New TMDP Consent Form for 2020

The Texas Medical Disclosure Panel (TMDP) has adopted changes to informed consent forms, which will take effect at the beginning of 2020. Ophthalmologists will use the new Disclosure and Consent for Medical Care and Surgical Procedures form.

Beginning Jan. 1, a patient must sign the new version of the applicable form before a physician provides the care or procedure to have it presumed in a court proceeding that the physician obtained informed consent.

The amended, adopted versions of the two forms, each in both English and Spanish, were published in the Texas Register on June 21. The 2020 English version of the medical care/surgical procedures form is available here, and the Spanish version is available here

The presumption physicians receive in court by having a patient sign the form is rebuttable in a court of law; if the patient did sign the applicable form prior to the care or procedure, the patient would have to prove in court that the information he or she received was insufficient. But if the physician does not get the patient’s signature on the informed-consent form beforehand, and the patient alleges that the physician didn’t make the required disclosures, the physician has the burden of proving he or she obtained proper informed consent.

For the rest of this year, physicians must use the current versions of these forms to obtain informed consent and benefit from the presumption in court. Forms for both 2019 and 2020 are available on the Department of State Health Services' website here

In 2018, The Texas Medical Disclosure Panel  (TMDP) approved changes to the lists of medical care and surgical procedures that require disclosure of specific risks and hazards. Effective August, 2018 as posted in the Texas Register on August 17, physicians providing these eye care services (list A, below) must disclose each of these specific risks and hazards to their patients or persons authorized to consent for their patients and to establish the general form and substance of such disclosure. List B names procedures requiring no disclosure of specific risks and hazards.

Updated lists across all specialties are found on the Texas Department of State Health Services website.


Texas Administrative Code
TITLE 25 HEALTH SERVICES
PART 7 TEXAS MEDICAL DISCLOSURE PANEL
CHAPTER 601 INFORMED CONSENT

RULE §601.2 Procedures Requiring Full Disclosure of Specific Risks and Hazards – List A

(f) Eye treatments and procedures.

(1) Eye muscle surgery.

  • Additional treatment and/or surgery.
  • Double vision.
  • Partial or total blindness.

(2) Surgery for cataract with or without implantation of intraocular lens.

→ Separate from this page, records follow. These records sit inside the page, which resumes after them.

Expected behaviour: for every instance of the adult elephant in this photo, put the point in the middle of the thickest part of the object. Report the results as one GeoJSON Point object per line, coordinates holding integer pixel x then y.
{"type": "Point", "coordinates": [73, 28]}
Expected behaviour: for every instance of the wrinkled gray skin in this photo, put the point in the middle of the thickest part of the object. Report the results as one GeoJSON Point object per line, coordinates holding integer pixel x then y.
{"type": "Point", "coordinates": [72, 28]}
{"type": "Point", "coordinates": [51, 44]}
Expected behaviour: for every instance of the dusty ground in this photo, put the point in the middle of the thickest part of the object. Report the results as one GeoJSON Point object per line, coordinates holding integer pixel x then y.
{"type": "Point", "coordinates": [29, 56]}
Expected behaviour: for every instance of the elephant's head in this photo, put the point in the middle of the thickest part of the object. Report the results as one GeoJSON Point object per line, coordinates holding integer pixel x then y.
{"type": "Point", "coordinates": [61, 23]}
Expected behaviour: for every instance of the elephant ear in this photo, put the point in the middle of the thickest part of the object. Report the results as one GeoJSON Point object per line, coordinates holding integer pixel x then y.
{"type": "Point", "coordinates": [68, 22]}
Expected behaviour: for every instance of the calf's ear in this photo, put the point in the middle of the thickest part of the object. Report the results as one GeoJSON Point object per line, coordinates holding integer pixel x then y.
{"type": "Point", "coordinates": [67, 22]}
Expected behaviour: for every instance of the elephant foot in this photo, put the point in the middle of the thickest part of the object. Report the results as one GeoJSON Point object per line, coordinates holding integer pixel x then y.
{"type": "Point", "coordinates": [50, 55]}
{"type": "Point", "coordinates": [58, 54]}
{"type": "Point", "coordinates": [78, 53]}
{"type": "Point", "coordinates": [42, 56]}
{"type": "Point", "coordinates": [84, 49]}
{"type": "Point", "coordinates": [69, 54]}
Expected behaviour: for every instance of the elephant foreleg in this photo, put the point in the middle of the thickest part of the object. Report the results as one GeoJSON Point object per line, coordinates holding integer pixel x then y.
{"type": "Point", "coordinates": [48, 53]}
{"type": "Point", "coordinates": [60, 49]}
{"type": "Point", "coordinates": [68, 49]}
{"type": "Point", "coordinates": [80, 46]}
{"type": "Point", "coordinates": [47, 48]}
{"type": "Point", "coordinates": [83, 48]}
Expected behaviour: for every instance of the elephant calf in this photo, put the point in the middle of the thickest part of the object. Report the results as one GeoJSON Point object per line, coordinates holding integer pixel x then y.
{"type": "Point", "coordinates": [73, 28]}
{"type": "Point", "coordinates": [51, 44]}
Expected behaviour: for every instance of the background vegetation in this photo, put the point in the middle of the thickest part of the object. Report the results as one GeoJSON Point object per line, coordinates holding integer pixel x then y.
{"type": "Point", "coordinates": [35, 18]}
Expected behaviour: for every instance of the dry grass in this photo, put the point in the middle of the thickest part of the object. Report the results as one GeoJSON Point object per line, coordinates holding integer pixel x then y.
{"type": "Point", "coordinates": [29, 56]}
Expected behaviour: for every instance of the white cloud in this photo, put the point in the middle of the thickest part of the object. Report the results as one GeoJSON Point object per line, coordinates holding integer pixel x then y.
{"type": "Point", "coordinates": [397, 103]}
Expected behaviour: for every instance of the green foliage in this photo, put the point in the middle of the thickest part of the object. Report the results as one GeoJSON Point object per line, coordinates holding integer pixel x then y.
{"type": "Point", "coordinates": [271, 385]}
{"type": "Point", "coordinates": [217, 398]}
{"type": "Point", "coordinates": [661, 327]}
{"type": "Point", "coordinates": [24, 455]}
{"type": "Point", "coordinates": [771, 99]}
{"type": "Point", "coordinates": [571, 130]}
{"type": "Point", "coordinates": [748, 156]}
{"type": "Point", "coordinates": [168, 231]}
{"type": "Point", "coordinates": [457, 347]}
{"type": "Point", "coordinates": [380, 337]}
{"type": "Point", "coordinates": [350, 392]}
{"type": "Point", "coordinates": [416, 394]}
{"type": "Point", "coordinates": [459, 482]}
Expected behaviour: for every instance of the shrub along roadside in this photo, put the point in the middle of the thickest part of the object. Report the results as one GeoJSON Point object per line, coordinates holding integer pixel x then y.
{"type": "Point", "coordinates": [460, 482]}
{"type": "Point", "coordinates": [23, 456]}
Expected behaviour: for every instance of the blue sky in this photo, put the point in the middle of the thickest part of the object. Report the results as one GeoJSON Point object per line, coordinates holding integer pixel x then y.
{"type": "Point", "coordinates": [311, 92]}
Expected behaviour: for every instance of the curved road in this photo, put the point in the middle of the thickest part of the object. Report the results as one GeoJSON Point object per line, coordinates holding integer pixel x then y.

  • Complications requiring additional treatment and/or surgery.
  • Need for glasses or contact lenses.
  • Complications requiring the removal of implanted lens.
  • Partial or total blindness.

(3) Retinal or vitreous surgery.

  • Complications requiring additional treatment and/or surgery.
  • Recurrence or spread of disease.
  • Partial or total blindness.

(4) Reconstructive and/or plastic surgical procedures of the eye and eye region, such as blepharoplasty, tumor, fracture, lacrimal surgery, foreign body, abscess, or trauma.

  • Blindness.
  • Nerve damage with loss of use and/or feeling to eye or other areas of face.
  • Painful or unattractive scarring.
  • Worsening or unsatisfactory appearance.
  • Dry eye.

(5) Photocoagulation and/or cryotherapy.

  • Complications requiring additional treatment and/or surgery.
  • Pain.
  • Partial or total blindness.

(6) Corneal surgery, such as corneal transplant, refractive surgery and pterygium.

  • Complications requiring additional treatment and/or surgery.
  • Pain.
  • Need for glasses or contact lenses.
  • Partial or total blindness.

(7) Glaucoma surgery by any method.

  • Complications requiring additional treatment and/or surgery.
  • Worsening of the glaucoma.
  • Pain.
  • Partial or total blindness.

(8) Removal of the eye or its contents (enucleation or evisceration).

  • Complications requiring additional treatment and/or surgery.
  • Worsening or unsatisfactory appearance.
  • Recurrence or spread of disease.

(9) Surgery for penetrating ocular injury, including intraocular foreign body.

  • Complications requiring additional treatment and/or surgery.
  • Possible removal of eye.
  • Pain.
  • Partial or total blindness. 

RULE §601.3 Procedures Requiring No Disclosure of Specific Risks and Hazards--List B

(f) Eye.


(1) Administration of topical, parenteral (such as IV), or oral drugs or pharmaceuticals, including, but not limited to, fluorescein angiography, orbital injection or periocular injections.
(2) Removal of extraocular foreign bodies.
(3) Chalazion excision.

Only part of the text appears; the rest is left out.